4.2 Election and Term of Office
The officers of the Club shall be elected each year by the Board at the annual meeting of the Board. Unless an officer dies, resigns, or is removed from office, he or she shall hold office under the next annual meeting of the Board or until his or her successor is elected.
Any officer may resign at any time by delivering written notice to the President, the Vice President, the Secretary or the Board, or by giving oral or written notice at any meeting of the Board. Any such resignation shall take effect at the time specified therein or, if the time is not specified, upon delivery thereof and, unless otherwise specified therein, the acceptance of such resignation shall not be necessary to make it effective.
Any officer or agent elected or appointed by the Board may be removed by the Board whenever in its judgment the best interests of the Club would be served thereby, but such removal shall be without prejudice to the contract rights, if any, of the person so removed.
A vacancy in any office created by the death, resignation, removal, disqualification, creation of a new office or any other cause may be filled by the Board for the unexpired portion of the term or for a new term established by the Board.
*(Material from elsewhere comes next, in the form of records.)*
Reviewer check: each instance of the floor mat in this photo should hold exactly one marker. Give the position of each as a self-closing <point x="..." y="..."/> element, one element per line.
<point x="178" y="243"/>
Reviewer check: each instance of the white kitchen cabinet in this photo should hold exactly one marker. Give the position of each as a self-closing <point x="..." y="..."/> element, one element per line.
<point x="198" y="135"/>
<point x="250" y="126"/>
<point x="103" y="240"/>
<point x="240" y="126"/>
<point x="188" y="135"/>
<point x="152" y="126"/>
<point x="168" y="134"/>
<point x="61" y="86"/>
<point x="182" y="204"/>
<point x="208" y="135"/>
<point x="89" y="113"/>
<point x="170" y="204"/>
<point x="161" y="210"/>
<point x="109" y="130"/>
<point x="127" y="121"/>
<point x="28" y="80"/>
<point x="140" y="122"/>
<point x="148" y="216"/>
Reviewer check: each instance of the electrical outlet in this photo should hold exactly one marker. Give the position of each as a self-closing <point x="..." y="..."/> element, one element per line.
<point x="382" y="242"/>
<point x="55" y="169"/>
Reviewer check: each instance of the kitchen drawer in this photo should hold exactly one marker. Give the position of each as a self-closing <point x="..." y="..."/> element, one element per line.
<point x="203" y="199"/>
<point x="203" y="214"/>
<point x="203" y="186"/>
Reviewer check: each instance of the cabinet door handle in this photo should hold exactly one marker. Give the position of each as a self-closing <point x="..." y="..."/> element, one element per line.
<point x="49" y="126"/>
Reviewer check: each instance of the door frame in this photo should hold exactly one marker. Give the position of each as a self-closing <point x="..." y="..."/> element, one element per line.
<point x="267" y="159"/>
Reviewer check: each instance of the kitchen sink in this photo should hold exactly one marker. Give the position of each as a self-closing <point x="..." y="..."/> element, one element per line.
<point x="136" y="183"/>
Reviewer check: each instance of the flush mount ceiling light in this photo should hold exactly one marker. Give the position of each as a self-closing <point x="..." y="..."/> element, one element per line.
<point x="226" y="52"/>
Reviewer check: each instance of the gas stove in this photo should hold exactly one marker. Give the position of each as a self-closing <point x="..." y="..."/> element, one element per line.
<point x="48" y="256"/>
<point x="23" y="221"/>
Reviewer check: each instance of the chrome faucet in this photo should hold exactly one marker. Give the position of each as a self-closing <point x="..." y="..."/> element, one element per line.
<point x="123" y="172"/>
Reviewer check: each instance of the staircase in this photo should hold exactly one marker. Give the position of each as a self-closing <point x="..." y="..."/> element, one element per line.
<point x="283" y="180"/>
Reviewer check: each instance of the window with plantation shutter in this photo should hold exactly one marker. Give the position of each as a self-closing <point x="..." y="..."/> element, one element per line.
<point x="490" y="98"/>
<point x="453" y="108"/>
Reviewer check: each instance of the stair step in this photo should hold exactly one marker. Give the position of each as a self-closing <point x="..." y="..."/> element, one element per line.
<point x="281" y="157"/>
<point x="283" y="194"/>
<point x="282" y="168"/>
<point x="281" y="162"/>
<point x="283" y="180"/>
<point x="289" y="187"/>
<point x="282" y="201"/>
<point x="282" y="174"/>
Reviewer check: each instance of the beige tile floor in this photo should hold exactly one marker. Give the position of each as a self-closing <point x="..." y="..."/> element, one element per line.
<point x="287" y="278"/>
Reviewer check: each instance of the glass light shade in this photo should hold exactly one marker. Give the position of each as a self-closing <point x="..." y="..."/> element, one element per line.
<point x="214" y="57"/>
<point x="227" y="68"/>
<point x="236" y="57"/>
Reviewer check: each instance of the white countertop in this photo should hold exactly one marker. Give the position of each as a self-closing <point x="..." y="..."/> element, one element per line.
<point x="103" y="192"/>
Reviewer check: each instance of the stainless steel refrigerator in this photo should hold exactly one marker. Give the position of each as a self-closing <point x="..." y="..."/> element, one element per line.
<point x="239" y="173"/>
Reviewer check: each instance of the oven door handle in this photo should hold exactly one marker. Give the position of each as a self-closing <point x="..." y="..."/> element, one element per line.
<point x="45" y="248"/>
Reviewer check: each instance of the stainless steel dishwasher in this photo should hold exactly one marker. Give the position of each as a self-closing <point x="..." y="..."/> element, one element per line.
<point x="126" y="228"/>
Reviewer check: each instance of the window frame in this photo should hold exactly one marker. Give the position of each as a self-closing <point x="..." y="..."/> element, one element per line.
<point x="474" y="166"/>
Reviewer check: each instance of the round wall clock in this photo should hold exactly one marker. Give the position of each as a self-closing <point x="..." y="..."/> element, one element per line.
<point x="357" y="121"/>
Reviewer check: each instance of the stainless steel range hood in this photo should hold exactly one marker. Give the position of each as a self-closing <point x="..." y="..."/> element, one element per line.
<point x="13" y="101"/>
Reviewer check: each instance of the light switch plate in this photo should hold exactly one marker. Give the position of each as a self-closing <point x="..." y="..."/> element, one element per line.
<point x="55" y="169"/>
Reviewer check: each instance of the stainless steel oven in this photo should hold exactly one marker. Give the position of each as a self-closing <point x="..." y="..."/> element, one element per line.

The President shall preside over meetings of the Board and, subject to the Board’s control, shall supervise all of the business of the Club and execute documents on behalf of the Club. The president shall also perform such other duties as may be assigned to him or her by the Board from time to time.
4.7 Vice President
In the event of the death of the President or his or her inability to act, the Vice President shall perform the duties of the President, except as may be limited by resolution of the Board, with all the powers of and subject to all the restrictions upon the President. The Vice President shall perform such other duties as from time to time may be assigned to him or her by the President or by the Board.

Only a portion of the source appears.